今夏からポルトガル1部のマリティモにレンタルで赴いた前田大然などは、移籍に当たって「東京五輪に向けたU-22代表の活動に協力してほしい」という要望を出し、了承を得ている模様だ。

けれども、全ての選手がそういった前向きな状況にあるとは限らない。例えば、レアル・マドリードからレンタル移籍中の久保のように、現所属先と保有権を持つクラブが違う選手の場合は厄介だろう。久保を取り巻く現状は定かではないが、レアル側は「東京五輪に出て名前を売ってほしい」と考えているとしても、スペイン1部で最下位に沈んでいるマジョルカにしてみれば「チームに残ってコンディションを整え、今後のリーグ戦で活躍してほしい」と望んでいることもありうる。

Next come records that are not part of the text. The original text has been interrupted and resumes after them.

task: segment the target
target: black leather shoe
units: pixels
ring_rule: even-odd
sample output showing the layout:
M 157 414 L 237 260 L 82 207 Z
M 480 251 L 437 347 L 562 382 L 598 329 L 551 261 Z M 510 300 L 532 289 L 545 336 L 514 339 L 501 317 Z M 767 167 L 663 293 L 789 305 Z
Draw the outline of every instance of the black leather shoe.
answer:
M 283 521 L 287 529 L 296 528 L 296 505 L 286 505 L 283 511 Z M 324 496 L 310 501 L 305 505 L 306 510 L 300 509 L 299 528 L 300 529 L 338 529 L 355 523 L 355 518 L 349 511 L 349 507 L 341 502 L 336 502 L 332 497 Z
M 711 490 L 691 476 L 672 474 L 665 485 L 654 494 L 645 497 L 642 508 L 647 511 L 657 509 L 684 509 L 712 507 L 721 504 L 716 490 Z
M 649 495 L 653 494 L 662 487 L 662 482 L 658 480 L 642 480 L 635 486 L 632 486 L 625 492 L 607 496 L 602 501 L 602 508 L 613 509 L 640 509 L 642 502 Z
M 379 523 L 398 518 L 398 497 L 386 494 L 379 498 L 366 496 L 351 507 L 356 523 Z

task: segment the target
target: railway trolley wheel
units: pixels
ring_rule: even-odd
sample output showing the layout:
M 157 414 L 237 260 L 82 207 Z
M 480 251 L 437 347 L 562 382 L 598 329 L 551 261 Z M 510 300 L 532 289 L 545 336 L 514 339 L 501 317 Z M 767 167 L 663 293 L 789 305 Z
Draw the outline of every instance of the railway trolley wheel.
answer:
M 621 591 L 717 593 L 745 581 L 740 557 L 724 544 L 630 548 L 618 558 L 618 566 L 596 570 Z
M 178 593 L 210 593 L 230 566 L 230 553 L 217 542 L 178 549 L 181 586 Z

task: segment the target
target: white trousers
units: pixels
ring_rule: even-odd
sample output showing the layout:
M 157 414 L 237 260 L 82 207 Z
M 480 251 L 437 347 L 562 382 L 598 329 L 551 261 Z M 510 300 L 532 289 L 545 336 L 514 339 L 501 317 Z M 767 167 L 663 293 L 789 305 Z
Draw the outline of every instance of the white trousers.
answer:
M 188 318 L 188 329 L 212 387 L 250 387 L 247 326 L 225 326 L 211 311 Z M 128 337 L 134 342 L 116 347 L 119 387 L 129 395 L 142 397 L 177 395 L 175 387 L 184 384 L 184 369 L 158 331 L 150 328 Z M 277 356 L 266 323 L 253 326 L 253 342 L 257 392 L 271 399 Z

それはマンチェスター・シティ(イングランド)からレンタル移籍中の板倉や食野亮太郎(スコットランド=ハーツ)も同様ではないか。そういった思惑が絡み合うと、選手の代表活動参加は難しくなりがちだ。

欧州では五輪はそこまで重要視されていない

そもそも欧州では「五輪はあくまでU-23(23歳以下の大会)」という位置づけで、そこまで重要視されていない。その現実も森保監督の代表強化を困難にしている。「五輪のために毎月のようにチームを離れるのはどうなのか」と疑問視するクラブ関係者は我々が想像する以上に多い。

監督や強化部スタッフがそういうネガティブな考え方を持っていたら、その選手は代表招集を許可されなかったり、許可されたとしてもクラブでポジションを失うリスクはかなりある。欧州組が五輪代表活動に参加するのは、そのくらいハードルの高いことなのだ。

今回の11月に限っては、「IMD期間であり、日本との単純往復だから、心身両面での負担がそこまでかからない」という理由からOKが出たと見られるが、今後はどうなるか分からない。U-22日本代表は12月28日に長崎で親善試合を消化し、1月にはAFC・U-23選手権(タイ)に参戦。3月以降もIMDやトゥーロン国際トーナメントなどにで強化を図ることになっているが、そこに誰を呼べるかという見通しも全く立っていない。